Small businesses in Detroit are being bombarded with COVID-19 related issues that they could have never foreseen and therefore had no plan in place. Small, independent, local, and family-owned businesses are posting social media appeals to encourage people to keep supporting them. Restaurants, bars, entertainment venues, and other types of businesses have been ordered to close or shift, where possible, to takeout and delivery only.
Many businesses may have to close their doors over the next several weeks. Closures could be temporary; in some cases, they might turn out to be permanent.
While most have never experienced anything like this before it is imperative that something be done to mitigate the damage. It is vital that our federal and state officials enact short- and long-term policies that will offset these effects, particularly for our small business community whose success is critical to our nation’s economic health.
The City of Detroit, Detroit City Council and the Detroit Economic Growth Corporation (DEGC) today announced a $3.1 million COVID-19 Small Business Relief Fund to help businesses throughout Detroit survive the financial impact of the COVID-19 crisis. This is the first phase of a massive assistance program that addresses the cashflow problem resulting from Executive Order 2020-20 — Governor Whitmer’s temporary restriction on places of public accommodation.
Two sources contributed to this fund — $2.3 million from the Casino Development Fund and $800,000 in reprogrammed funds from the Economic Development Corporation of the City of Detroit (EDC). The application opens at midnight, April 1.
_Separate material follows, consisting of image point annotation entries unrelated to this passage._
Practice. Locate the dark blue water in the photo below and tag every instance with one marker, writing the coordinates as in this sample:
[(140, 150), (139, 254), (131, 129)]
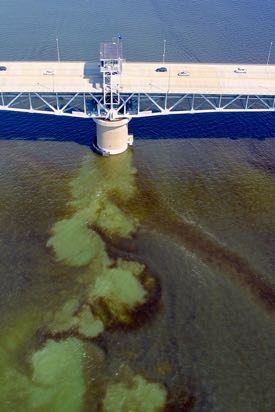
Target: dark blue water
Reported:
[(213, 125)]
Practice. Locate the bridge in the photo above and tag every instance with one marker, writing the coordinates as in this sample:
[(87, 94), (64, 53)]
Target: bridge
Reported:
[(113, 91)]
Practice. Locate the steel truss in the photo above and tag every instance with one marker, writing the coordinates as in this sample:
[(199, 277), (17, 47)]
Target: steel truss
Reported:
[(94, 105)]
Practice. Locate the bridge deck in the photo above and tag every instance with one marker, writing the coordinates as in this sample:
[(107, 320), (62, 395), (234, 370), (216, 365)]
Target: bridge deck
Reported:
[(138, 77)]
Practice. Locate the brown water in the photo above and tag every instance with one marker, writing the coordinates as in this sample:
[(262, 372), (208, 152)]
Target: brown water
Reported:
[(206, 233)]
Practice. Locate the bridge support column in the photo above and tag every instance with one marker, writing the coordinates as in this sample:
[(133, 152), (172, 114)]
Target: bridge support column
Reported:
[(112, 135)]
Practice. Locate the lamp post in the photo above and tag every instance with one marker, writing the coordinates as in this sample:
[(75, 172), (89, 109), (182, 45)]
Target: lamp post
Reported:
[(269, 53), (164, 51)]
“After ensuring the safety of our people, sustaining our neighborhood businesses is our next priority,” said Mayor Mike Duggan. “Thanks to the quick actions of the Mayor, City Council, MEDC, Michigan Strategic Fund, EDC and the DEGC, eligible Detroit businesses will have access to cash to help keep them afloat until the crisis passes.”
Eligible businesses can receive from $2,500 up to $10,000 in grant money. The size of the grant will depend primarily on three criteria: amount of demonstrated net income loss due to COVID-19, age of business, and number of employees.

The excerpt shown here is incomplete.